We can perform this calculation in MATLAB like so:

% Ntraining = number of samples to use in training w
% R = historic stock data samples
mean( R(1:Ntraining, :) );

C – A matrix representing the covariances (AKA covariance matrix) between all of the stocks, calculated from historical data over a period of time. If you’re unfamiliar with covariance matrices or you need a refresher, here is a good online resource. While the formulation of such a matrix is not important to remember since it can be easily calculated using MATLAB or other tools, it is important to understand the significance of the covariance matrix in this context. Put simply, the covariance is a measure of the correlation1 between two variables. If two variables go up over time, they have a positive covariance. If one variable goes up and the other goes down, they have a negative covariance.  In this context, the covariance matrix represents the correlations between stocks A B and C. One could say that element Cij is a measure of how stock j correlates with stock iC is symmetrical, since the correlation of stock j with stock i is the same as the correlation of stock i with stock j, I.E.  Cij = Cji. The diagonal of the matrix, I.E. when i = j, is the variance of each stock. The variance of a stock can be thought of as how “risky” that stock is. If it fluctuates a lot, we might consider it risky to invest in it. We’ll come back to this assumption later. If this all seems a bit confusing, that’s okay. Just remember that C is a variable that stores the correlation between each stock (A and B, A and C, B and C) and the variances of each stock (A B and C).

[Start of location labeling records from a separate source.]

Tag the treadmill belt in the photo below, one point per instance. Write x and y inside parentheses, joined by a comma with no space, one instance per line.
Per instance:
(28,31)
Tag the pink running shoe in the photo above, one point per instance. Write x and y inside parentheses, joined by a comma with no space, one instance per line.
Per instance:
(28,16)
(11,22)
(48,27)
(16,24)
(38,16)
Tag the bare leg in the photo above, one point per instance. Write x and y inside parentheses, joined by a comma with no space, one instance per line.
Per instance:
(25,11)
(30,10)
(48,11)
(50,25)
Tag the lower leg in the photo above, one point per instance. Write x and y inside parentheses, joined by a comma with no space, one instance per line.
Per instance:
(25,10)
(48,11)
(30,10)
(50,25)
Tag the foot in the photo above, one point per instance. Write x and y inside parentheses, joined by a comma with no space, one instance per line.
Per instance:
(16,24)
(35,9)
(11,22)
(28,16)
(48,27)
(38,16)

We can perform the calculation of C in MATLAB like so:

% Ntraining = number of samples to use in training w
% R = historic stock data samples
cov( R(1:Ntraining, :) );

Defining Risk and Return

Now that we have some underlying definitions and variables to use, we can define what exactly risk and return are.

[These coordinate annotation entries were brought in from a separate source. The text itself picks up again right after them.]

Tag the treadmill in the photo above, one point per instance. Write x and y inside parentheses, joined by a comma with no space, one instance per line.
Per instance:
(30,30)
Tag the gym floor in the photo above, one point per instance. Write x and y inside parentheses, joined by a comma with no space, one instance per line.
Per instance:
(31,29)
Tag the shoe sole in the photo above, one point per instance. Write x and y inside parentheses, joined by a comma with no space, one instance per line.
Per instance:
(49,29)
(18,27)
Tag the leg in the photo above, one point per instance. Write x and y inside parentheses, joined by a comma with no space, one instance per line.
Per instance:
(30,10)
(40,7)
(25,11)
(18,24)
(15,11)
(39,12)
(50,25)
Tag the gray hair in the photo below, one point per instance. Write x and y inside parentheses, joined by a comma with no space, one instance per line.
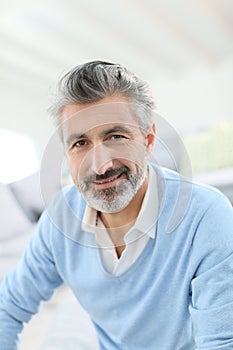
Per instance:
(92,81)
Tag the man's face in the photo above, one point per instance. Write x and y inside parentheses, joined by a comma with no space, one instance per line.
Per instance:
(106,152)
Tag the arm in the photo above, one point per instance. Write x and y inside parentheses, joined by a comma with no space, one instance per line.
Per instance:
(34,280)
(212,285)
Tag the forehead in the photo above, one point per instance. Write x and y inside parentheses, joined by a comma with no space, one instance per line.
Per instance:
(83,118)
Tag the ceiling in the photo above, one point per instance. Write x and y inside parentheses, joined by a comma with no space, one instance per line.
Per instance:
(155,38)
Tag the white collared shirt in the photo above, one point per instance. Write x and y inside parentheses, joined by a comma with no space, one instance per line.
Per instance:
(135,239)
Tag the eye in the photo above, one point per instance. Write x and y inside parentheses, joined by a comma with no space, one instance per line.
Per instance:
(117,137)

Firstly, it is helpful to point out a relationship between the returns of a stock, R, and the returns of a portfolio. The returns of a portfolio is defined as ρ, and it is mathematically defined as:

\displaystyle \boldsymbol{\rho} = \mathbf{R}\mathbf{w}^\intercal (1)

The resulting ρ is a vector in which each row represents the returns of that particular day, given the weighting of investment of each stock. For the purposes of MPT, all we need to know is that ρ is a linear transform of R.

Secondly, we need to make an assumption about how we model the returns R when estimating future expected values of returns. It’s all well and good having historic data, but how do we extrapolate to estimate what R might do in the future? The returns R are modelled as multivariate Gaussian distributions. We write the Gaussian distribution of R as :

\displaystyle \mathbf{R} \sim \mathcal{N}(\boldsymbol{\mu}, \boldsymbol{\Sigma})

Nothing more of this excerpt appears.